The upshot is the creme de la creme of New Zealand cricketers from the late 1990s until the early 2000s, a period of rare dominance in which Cairns played a significant part, is about to be examined as never before, without a bat or ball in sight.

Regardless of the outcome, it is unlikely to be a glossy advertisement for the New Zealand game.

What now?
When and where will the trial be?
The location will be London. The date is yet to be set but likely to be after the Cricket World Cup in February and March. A logical point might be after New Zealand's tour of England in May and June. The perjury charge will be laid on September 25 once Cairns returns to Britain voluntarily.

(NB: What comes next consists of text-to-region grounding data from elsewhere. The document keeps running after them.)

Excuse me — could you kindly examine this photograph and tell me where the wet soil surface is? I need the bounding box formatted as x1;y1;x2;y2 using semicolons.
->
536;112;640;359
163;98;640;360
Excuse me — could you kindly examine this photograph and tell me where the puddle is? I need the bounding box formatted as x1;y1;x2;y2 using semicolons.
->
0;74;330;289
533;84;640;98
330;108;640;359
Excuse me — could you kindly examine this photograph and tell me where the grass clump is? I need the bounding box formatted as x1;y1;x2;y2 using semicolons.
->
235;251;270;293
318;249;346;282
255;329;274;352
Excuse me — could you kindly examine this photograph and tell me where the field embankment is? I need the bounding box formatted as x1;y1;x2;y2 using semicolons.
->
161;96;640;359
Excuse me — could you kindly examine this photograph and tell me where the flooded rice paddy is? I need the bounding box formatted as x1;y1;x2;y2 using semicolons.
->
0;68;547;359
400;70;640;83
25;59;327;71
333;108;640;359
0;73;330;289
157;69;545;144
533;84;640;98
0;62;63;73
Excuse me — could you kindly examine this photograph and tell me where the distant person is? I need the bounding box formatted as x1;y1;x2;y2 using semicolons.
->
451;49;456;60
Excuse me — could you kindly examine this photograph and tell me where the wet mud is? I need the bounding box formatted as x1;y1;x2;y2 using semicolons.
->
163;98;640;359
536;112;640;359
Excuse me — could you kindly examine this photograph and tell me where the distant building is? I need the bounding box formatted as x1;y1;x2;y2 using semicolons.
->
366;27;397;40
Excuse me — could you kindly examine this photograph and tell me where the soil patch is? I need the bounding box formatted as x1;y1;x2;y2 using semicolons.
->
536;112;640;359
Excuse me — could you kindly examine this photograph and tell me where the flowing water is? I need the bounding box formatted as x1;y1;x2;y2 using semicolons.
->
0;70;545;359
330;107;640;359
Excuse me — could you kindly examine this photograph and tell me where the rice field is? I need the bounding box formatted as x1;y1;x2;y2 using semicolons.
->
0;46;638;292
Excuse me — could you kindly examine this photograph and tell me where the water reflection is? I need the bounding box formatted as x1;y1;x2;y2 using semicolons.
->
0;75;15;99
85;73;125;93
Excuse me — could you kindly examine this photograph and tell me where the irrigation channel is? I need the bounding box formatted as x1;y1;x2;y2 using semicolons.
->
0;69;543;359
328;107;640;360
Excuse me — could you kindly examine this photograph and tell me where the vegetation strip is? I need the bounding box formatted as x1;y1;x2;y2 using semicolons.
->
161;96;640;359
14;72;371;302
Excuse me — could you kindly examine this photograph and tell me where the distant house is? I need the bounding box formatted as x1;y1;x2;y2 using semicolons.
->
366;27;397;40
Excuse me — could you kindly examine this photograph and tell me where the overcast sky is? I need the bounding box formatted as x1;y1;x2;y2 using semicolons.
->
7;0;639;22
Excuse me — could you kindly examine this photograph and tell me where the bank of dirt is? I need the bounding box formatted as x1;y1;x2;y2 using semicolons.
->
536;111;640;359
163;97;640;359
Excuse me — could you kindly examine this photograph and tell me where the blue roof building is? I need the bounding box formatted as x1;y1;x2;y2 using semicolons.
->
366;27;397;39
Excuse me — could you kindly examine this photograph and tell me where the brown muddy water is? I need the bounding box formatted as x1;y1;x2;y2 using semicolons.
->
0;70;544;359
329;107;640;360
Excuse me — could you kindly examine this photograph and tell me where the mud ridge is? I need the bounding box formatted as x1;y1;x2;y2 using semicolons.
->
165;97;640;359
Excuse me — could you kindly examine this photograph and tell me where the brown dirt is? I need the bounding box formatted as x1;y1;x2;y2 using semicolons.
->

What does yesterday's news mean for Lalit Modi?
Modi's legal team is preparing potential civil proceedings against Cairns in relation to the libel case the New Zealand cricketer won against the former Indian Premier League boss in 2012. Modi cannot comment at this stage due to a court injunction. He's aware of the recent developments concerning Cairns and monitoring the story as it unfolds.

How is this case different to the defamation trial?
The burden of proof has moved. In the UK, if a claimant thinks what's written about them is defamatory, the onus is on the defendant to prove their comments are true. The accuser is effectively on trial and the claimant doesn't have to take the stand.

In a criminal case, such as those where perjury is involved, the prosecution is required to prove beyond reasonable doubt the defendant is guilty. The defendant doesn't have to prove they are innocent.

What is perjury?
Perjury is when someone lies under oath in court in a manner which could influence the legal result. It strikes at the heart of the justice system because it can create miscarriages of justice.

According to the British Serious Fraud Office the prosecution must prove:

• The witness was lawfully sworn in during a judicial proceeding.
• The witness made a statement wilfully.
• The statement was false.
• The witness knew it was false or did not believe it to be true.
• The statement was material in the judicial proceeding.

What is the punishment for perjury?
Upon conviction, seven years' jail is the maximum sentence in the UK. Precedents include novelist and politician Lord Jeffrey Archer in 2001, who was sentenced to four years' jail on two counts of perjury and two of perverting the course of justice. He served two years.